How Does the Military Cause Sleep Apnea?

There are many correlations and factors, such as sleep deprivation and PTSD, but the exact cause depends on the person.

Sleep apnea is a serious sleep disorder that can have debilitating and long-term health consequences. Unfortunately, many military personnel are at an increased risk of developing the condition due to their service.

In this article, we look at how the military can cause sleep apnea and how it can be treated and possibly prevented. We will explore what factors may put certain members of the armed forces at greater risk, as well as the effects on quality of life and mental health.

How Does The Military Cause Sleep Apnea – Studies

There are two popular studies that recognize sleep apnea being an issue in the military. One is for current, active members of the military and the other is for veterans.

Active Member Sleep Study

Madigan Army Medical Center in Tacoma, Washington did a study of active military members who were referred for a possible sleep disorder. 85% that were referred did in fact have a sleep disorder. Surprisingly, over 52% had sleep apnea.

Veterans Sleep Study

A study by American Academy of Sleep Medicine, 195 veterans with PTSD (post-traumatic stress disorder) were studied for sleep disorders. 70% of the veterans were at high risk of having OSA (obstructive sleep apnea). The study also showed that with increased severity of PSD there was a 40% higher probability of developing OSA.

Sleep Apnea Military Causes

Weight Gain

Weight gain is the number one cause cause of sleep apnea in veterans. In recent years, the amount of veterans affected with sleep apnea has steadily risen. Most, are due to an increase in weight gain. Weight gain itself is becoming a larger health concern among veterans.

Veterans are now twice as likely to experience sleep apnea when compared to non-veterans, making weight gain in veterans the leading cause of this sleep disorder. Unfortunately, many veterans have difficulty accessing medical care for their sleep issues due to financial constraints or limited access to medical facilities. This makes it difficult for them to find effective treatments for their condition before it progresses and becomes more severe.

Being service-connected due to a physical or mental issue can cause weight gain. Examples, if you can’t walk or get around like you used to, or if you have emotional distress that causes lack of motivation to exercise.

Additionally, weight gain can lead to other complications such as cardiovascular disease and type 2 diabetes, which can worsen the symptoms of sleep apnea even further.


PTSD can cause people to experience anxiety, depression, and intrusive thoughts or memories which can lead to physical changes that interfere with normal breathing patterns while sleeping.

One way PTSD may influence sleep apnea is through the body’s autonomic nervous system which controls unconscious body functions such as heart rate and breathing. In those suffering from PTSD, the body’s autonomic nervous system may become overactive due to chronic stress causing increased arousal during periods of rest. This arousal causes shallow and irregular breathing patterns which leads to episodes of sleep apnea.

Prolonged Sleep Deprivation

Active members of the military are often deprived of sleep by having irregular sleeping patterns for years.
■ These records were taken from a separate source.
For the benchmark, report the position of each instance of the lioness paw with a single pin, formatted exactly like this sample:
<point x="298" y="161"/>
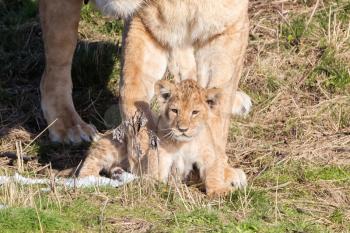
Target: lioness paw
<point x="63" y="133"/>
<point x="242" y="104"/>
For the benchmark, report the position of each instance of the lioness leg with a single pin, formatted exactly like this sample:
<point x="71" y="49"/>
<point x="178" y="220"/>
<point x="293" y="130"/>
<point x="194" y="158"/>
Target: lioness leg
<point x="59" y="22"/>
<point x="145" y="62"/>
<point x="219" y="64"/>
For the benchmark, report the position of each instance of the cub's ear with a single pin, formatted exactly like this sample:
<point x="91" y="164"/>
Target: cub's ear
<point x="214" y="96"/>
<point x="163" y="90"/>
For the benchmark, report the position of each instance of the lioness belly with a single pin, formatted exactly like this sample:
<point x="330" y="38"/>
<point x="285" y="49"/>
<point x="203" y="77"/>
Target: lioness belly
<point x="183" y="23"/>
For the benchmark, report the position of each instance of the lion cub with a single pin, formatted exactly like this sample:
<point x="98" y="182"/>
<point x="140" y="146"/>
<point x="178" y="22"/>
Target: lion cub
<point x="124" y="148"/>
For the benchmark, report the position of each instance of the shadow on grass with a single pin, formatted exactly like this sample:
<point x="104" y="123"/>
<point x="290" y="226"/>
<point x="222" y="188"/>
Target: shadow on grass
<point x="21" y="66"/>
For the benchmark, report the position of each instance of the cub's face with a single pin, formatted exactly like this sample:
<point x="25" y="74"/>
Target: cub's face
<point x="184" y="108"/>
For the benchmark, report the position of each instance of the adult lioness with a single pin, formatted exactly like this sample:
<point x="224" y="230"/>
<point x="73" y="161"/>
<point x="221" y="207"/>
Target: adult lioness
<point x="59" y="22"/>
<point x="212" y="34"/>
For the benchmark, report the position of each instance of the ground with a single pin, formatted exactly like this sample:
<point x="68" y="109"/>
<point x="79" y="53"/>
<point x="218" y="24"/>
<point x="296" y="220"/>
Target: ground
<point x="294" y="145"/>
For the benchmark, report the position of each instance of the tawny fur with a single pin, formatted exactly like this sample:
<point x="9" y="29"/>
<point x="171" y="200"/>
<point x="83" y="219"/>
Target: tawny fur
<point x="186" y="141"/>
<point x="174" y="35"/>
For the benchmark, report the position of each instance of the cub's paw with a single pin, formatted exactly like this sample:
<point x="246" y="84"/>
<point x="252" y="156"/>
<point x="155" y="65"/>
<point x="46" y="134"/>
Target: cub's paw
<point x="116" y="173"/>
<point x="242" y="104"/>
<point x="236" y="177"/>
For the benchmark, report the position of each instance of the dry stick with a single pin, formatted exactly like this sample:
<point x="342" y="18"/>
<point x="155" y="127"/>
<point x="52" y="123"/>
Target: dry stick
<point x="312" y="14"/>
<point x="31" y="142"/>
<point x="19" y="156"/>
<point x="38" y="216"/>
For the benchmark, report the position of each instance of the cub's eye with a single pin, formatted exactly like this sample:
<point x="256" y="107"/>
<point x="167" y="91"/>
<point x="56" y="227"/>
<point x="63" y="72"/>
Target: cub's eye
<point x="174" y="110"/>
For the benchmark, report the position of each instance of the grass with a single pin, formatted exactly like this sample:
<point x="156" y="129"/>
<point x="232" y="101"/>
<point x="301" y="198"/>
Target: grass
<point x="295" y="144"/>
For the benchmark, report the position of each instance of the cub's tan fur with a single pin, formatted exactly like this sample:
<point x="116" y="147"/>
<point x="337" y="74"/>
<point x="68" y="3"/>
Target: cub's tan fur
<point x="110" y="153"/>
<point x="186" y="139"/>
<point x="201" y="40"/>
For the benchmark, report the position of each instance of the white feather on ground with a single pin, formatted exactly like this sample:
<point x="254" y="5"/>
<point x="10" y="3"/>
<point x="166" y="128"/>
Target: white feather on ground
<point x="88" y="181"/>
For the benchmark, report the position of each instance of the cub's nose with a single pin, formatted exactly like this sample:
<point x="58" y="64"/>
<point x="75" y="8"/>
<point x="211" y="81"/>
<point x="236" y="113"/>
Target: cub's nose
<point x="182" y="129"/>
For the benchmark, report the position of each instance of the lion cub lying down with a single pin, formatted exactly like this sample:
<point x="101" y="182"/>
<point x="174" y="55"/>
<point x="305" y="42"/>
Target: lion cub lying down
<point x="108" y="155"/>
<point x="185" y="141"/>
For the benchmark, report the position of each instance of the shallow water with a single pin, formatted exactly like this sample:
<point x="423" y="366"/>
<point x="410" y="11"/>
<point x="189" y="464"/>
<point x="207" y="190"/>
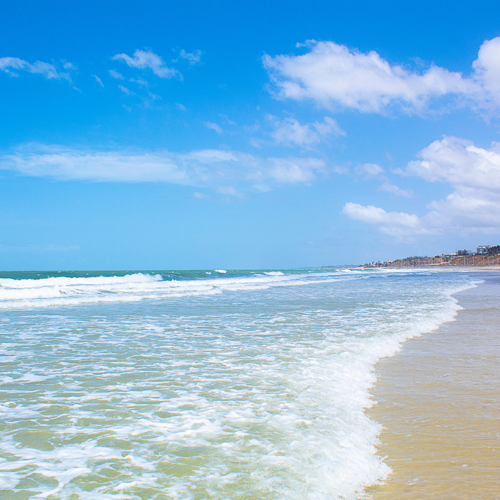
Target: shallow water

Military personnel are particularly prone to prolonged periods of sleep deprivation due to their demanding lifestyle and irregular schedules often involving rotating shifts and long nights on duty. The hazardous conditions they face on a daily basis require them to stay alert and vigilant which make taking regular naps difficult or impossible in certain situations.

Studies have shown that those suffering from prolonged sleep deprivation are more likely to suffer from OSA than those who get adequate rest. People with OSA often complain of loud snoring, frequent awakenings during the night, and daytime fatigue. Sleepiness during everyday activities is also common in people with prolonged sleep deprivation and OSA.

Your Options

The number one thing you need to do is talk with your doctor. If you have been diagnosed with sleep apnea, when was the last time you were reevaluated? He/she can give you the info needed to get a new, updated sleep study in order for you. Sleep apnea tests these days are far more simple than they used to be. You can do them at home, and there are even disposable ones now.

Probably the best news, the tests are also very affordable and not expensive like an in-lab sleep study. These tests can get you on the right track and the treatment needed. If you are overweight, then lifestyle changes can make a big difference and possibly cure it as well!